La justice environnementale est un vaste domaine d’études qui est axé sur la description des expositions qui touchent de façon disparate des groupes socioéconomiques et ethnoculturels particuliersNote 20Note 21. Les inégalités en matière d’accès à la verdure n’ont pas été bien documentées au Canada. Une étude menée à Montréal a révélé des résultats semblables à ceux d’études internationales, indiquant que les quartiers qui comptent une proportion plus élevée de résidents à faible revenu et, dans une moindre mesure, de personnes appartenant à une minorité visible, présentent des valeurs de verdure et un accès aux espaces verts plus faiblesNote 22. Une étude antérieure axée sur les répondants au Recensement du Canada de 2001Note 4 a conclu que les adultes plus aisés et plus scolarisés vivant dans les 30 plus grandes régions métropolitaines de recensement du pays étaient plus exposés à la verdure en milieu résidentiel que les adultes moins bien nantis et moins scolarisés. La présente étude s’appuie sur ce travail en utilisant les données du plus récent recensement canadien, soit celui de 2016, y compris les répondants de tous les âges, et en tenant compte des différences en matière d’exposition en fonction non seulement de l’âge, de la scolarité et du revenu, mais aussi du statut d’immigrant, du temps écoulé depuis l’immigration, de l’appartenance ethnique autodéclarée et des indices de défavorisation des quartiers.

Données et méthodes

Cohorte à l’étude

L’exposition à la verdure selon les caractéristiques démographiques et socioéconomiques a été analysée au moyen du questionnaire détaillé du Recensement du Canada de 2016. Le questionnaire détaillé a été distribué à environ un ménage sur quatre dans des logements privés, à l’exclusion des logements collectifsNote 23. Le taux de réponse a été de 96,7 %Note 23. Les poids du recensement ont été utilisés pour calculer des estimations, lesquelles ont été repondérées pour représenter plus approximativement la répartition de la population totale du Canada. Les variables liées aux particuliers et aux ménages utilisées pour l’étude comprenaient l’âge du répondant, l’identité autochtone, le groupe de population autodéclaré (Blanc, Sud-Asiatique, Chinois, Noir, Philippin, Latino-Américain, Arabe, Asiatique du Sud-Est, Asiatique occidental, Coréen, Japonais, identités multiples ou autre), le statut d’immigrant et l’année d’immigration au Canada, le niveau de scolarité (pour les personnes de 25 ans et plus), la situation d’activité sur le marché du travail (pour les personnes de 25 ans et plus), le revenu du ménage, le mode d’occupation (propriétaire ou locataire) et le faible revenu. En ce qui concerne les groupes de population autodéclarés, les auteurs reconnaissent les limites de ces catégories désagrégées et se fient aux données du recensement qui sont accessibles. Le recensement définit les minorités visibles, d'après la Loi sur l'équité en matière d'emploi, comme « les personnes, autres que les Autochtones, qui ne sont pas de race blanche ou de couleur non blanche ». Le seuil de faible revenu est défini comme la moitié de la médiane du revenu après impôt rajusté, multipliée par la racine carrée de la taille du ménageNote 24.

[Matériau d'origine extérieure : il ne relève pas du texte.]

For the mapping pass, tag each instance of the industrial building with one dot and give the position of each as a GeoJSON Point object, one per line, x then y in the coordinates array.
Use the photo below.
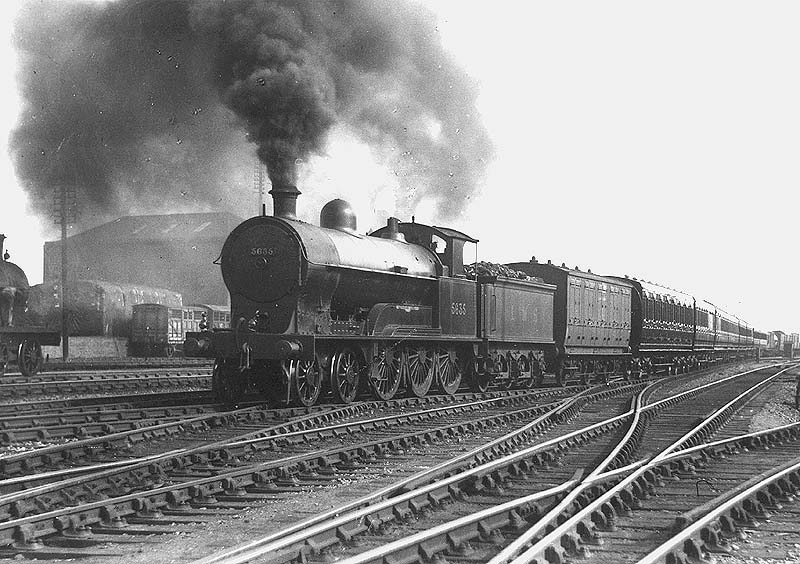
{"type": "Point", "coordinates": [175, 252]}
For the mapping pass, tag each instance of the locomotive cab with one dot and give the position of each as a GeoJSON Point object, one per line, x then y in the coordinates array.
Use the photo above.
{"type": "Point", "coordinates": [451, 255]}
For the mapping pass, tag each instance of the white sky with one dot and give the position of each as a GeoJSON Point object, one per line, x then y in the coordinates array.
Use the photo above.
{"type": "Point", "coordinates": [658, 140]}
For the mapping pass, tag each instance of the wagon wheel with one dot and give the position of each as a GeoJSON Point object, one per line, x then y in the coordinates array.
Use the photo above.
{"type": "Point", "coordinates": [3, 359]}
{"type": "Point", "coordinates": [419, 370]}
{"type": "Point", "coordinates": [384, 373]}
{"type": "Point", "coordinates": [345, 372]}
{"type": "Point", "coordinates": [305, 379]}
{"type": "Point", "coordinates": [30, 357]}
{"type": "Point", "coordinates": [479, 377]}
{"type": "Point", "coordinates": [448, 370]}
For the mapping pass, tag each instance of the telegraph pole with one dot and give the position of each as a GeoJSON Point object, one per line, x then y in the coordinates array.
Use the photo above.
{"type": "Point", "coordinates": [64, 212]}
{"type": "Point", "coordinates": [259, 177]}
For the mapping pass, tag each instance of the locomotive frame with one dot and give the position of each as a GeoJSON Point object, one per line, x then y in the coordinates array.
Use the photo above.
{"type": "Point", "coordinates": [316, 308]}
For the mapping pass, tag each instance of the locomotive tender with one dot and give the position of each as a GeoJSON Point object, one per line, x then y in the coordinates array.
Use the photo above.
{"type": "Point", "coordinates": [18, 339]}
{"type": "Point", "coordinates": [324, 305]}
{"type": "Point", "coordinates": [316, 307]}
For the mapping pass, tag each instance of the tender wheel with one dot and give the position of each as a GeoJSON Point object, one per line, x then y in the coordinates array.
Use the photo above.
{"type": "Point", "coordinates": [384, 373]}
{"type": "Point", "coordinates": [225, 383]}
{"type": "Point", "coordinates": [419, 370]}
{"type": "Point", "coordinates": [561, 374]}
{"type": "Point", "coordinates": [3, 359]}
{"type": "Point", "coordinates": [537, 373]}
{"type": "Point", "coordinates": [345, 372]}
{"type": "Point", "coordinates": [479, 377]}
{"type": "Point", "coordinates": [525, 367]}
{"type": "Point", "coordinates": [30, 357]}
{"type": "Point", "coordinates": [306, 381]}
{"type": "Point", "coordinates": [506, 365]}
{"type": "Point", "coordinates": [448, 370]}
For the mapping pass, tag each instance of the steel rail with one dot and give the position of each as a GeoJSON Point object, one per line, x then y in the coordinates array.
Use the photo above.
{"type": "Point", "coordinates": [282, 540]}
{"type": "Point", "coordinates": [420, 486]}
{"type": "Point", "coordinates": [568, 530]}
{"type": "Point", "coordinates": [24, 463]}
{"type": "Point", "coordinates": [150, 465]}
{"type": "Point", "coordinates": [27, 529]}
{"type": "Point", "coordinates": [698, 535]}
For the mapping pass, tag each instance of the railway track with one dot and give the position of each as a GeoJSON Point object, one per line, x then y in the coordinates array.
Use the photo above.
{"type": "Point", "coordinates": [424, 464]}
{"type": "Point", "coordinates": [515, 509]}
{"type": "Point", "coordinates": [104, 382]}
{"type": "Point", "coordinates": [191, 484]}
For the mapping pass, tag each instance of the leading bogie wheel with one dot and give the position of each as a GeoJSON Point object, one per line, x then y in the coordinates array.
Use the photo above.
{"type": "Point", "coordinates": [345, 372]}
{"type": "Point", "coordinates": [419, 370]}
{"type": "Point", "coordinates": [448, 370]}
{"type": "Point", "coordinates": [306, 381]}
{"type": "Point", "coordinates": [30, 357]}
{"type": "Point", "coordinates": [384, 373]}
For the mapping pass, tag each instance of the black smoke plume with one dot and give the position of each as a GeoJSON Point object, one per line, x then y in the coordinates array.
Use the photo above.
{"type": "Point", "coordinates": [150, 104]}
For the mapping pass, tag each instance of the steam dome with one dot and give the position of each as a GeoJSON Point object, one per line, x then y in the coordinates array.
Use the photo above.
{"type": "Point", "coordinates": [337, 214]}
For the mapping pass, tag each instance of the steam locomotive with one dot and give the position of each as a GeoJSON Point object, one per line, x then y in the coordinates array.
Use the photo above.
{"type": "Point", "coordinates": [19, 340]}
{"type": "Point", "coordinates": [324, 308]}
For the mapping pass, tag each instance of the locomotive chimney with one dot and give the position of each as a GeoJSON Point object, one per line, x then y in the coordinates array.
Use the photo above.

Le lieu de résidence géographique a été estimé au moyen du code postal à six caractères fourni au recensement. La version 7C du Fichier de conversion des codes postaux plus (FCCP+) a été utilisée pour déterminer la latitude et la longitude approximatives, ainsi que les caractéristiques géographiques du recensement. Le FCCP+ est l’outil le plus précis pour le géocodage dans les centres urbains, des points représentatifs étant assignés à une médiane de 100 m à 200 m de la résidence réelle, habituellement le long du côté d’îlot de la même rue.Note 25

En plus des caractéristiques des personnes et des ménages, des indices de défavorisation des quartiers ont été attribués en appariant l’Indice canadien de défavorisation multiple (ICDM) fondé sur le Recensement de 2016 aux particuliers dans l’ensemble de données. L’ICDM tient compte de quatre dimensions de la défavorisation, soit l’instabilité résidentielle, la dépendance économique, la composition ethnoculturelle et la vulnérabilité situationnelle. Il est calculé au niveau de l’aire de diffusion (AD), qui est une petite région relativement stable de la géographie du recensement composée d’environ 400 à 700 personnesNote 26.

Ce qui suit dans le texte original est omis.